- Date posted
- 2y
SOOCD - the logic of ‘feels true’
Can I get peoples thoughts on the logic of ‘ocd feels real’ with a lens of SOOCD? My brain seems to focus on hyper-noticing anything remotely related to me being gay. I identify as a straight 35 year old male, and before my initial “you are gay” thought at 25, I had never given my orientation a second thought. There was just no consideration about it. I’m in therapy trying to commit to ERP. A key factor holding me back is this inner thought that “I just feel gay”. And it feels real, like that I am. From what I’ve read, the real feeling or believing your theme/thought can be common. Is that true? Secondly - my logic goes: OCD is a fear based disorder.

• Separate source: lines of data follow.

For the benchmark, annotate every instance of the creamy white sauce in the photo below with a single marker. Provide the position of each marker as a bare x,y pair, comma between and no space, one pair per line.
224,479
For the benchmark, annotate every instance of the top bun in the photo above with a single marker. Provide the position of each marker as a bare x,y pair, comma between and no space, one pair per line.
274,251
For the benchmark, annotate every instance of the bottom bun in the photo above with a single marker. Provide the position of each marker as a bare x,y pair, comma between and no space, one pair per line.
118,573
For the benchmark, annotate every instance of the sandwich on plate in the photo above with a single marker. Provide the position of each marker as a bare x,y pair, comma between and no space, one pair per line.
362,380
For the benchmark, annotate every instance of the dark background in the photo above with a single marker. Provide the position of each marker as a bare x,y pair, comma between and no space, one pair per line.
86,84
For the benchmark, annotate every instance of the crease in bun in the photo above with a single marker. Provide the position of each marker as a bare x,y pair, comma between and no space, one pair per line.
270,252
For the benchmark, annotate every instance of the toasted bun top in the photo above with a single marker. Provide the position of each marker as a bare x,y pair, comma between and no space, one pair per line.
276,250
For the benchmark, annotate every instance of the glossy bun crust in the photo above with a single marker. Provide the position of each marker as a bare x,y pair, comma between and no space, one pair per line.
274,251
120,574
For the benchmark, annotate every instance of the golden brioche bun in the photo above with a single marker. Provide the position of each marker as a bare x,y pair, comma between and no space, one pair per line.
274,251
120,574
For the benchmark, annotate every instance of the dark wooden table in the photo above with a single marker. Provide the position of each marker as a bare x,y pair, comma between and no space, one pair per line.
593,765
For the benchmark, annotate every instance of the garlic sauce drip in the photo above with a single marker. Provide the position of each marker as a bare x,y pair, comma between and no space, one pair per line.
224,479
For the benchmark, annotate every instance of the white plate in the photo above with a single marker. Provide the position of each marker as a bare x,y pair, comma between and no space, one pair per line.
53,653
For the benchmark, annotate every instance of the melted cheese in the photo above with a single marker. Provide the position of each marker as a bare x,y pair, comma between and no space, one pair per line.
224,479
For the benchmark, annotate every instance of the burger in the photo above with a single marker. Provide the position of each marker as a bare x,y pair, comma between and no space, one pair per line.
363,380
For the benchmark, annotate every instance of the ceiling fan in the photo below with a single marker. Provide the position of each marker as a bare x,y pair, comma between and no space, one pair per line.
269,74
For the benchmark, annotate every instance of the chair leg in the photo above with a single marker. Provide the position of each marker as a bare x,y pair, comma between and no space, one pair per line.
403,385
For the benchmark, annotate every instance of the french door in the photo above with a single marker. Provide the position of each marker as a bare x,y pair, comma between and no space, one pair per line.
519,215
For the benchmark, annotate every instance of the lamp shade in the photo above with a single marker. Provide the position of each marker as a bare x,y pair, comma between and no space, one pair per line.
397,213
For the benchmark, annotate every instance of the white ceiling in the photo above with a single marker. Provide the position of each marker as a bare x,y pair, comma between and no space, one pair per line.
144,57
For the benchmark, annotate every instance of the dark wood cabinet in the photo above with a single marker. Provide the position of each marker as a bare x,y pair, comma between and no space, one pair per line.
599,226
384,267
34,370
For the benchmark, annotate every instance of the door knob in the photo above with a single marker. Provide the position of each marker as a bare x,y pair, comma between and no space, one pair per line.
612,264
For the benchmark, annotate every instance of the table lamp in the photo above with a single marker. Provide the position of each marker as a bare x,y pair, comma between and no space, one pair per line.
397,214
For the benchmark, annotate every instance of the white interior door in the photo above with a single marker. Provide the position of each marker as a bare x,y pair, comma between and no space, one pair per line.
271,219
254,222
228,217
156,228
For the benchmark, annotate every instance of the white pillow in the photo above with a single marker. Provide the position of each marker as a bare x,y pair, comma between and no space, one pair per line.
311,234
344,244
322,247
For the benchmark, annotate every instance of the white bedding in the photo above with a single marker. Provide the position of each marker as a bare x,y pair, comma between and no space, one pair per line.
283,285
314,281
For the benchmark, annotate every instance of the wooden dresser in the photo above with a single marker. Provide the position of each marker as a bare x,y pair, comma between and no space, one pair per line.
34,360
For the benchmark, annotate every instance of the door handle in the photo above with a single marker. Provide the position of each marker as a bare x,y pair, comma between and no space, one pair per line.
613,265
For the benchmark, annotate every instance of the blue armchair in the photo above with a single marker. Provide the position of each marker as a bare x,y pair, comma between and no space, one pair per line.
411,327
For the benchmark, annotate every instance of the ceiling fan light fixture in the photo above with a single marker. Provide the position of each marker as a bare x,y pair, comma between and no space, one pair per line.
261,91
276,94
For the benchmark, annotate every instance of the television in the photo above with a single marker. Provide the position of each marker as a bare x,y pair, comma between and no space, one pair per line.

It’s a thought that lots of us have, but our ocd says “that thought is danger”. As soon as we give the thought the power of “danger” and engage in it to work out wether it’s true or not, then we conform to our brain that the topic is intact, danger. Hence, your brain will continue to make you want to engage with things that it perceived as a danger. The logic I get stuck with is for SOOCD, is that my brain seems to want to prove that my fear is RIGHT, not wrong. Is this OCD doing whatever it needs to, to prove it’s a real danger so I know I have to do something to fix it? Like, why would my brain try to prove it correct? How do others deal with this?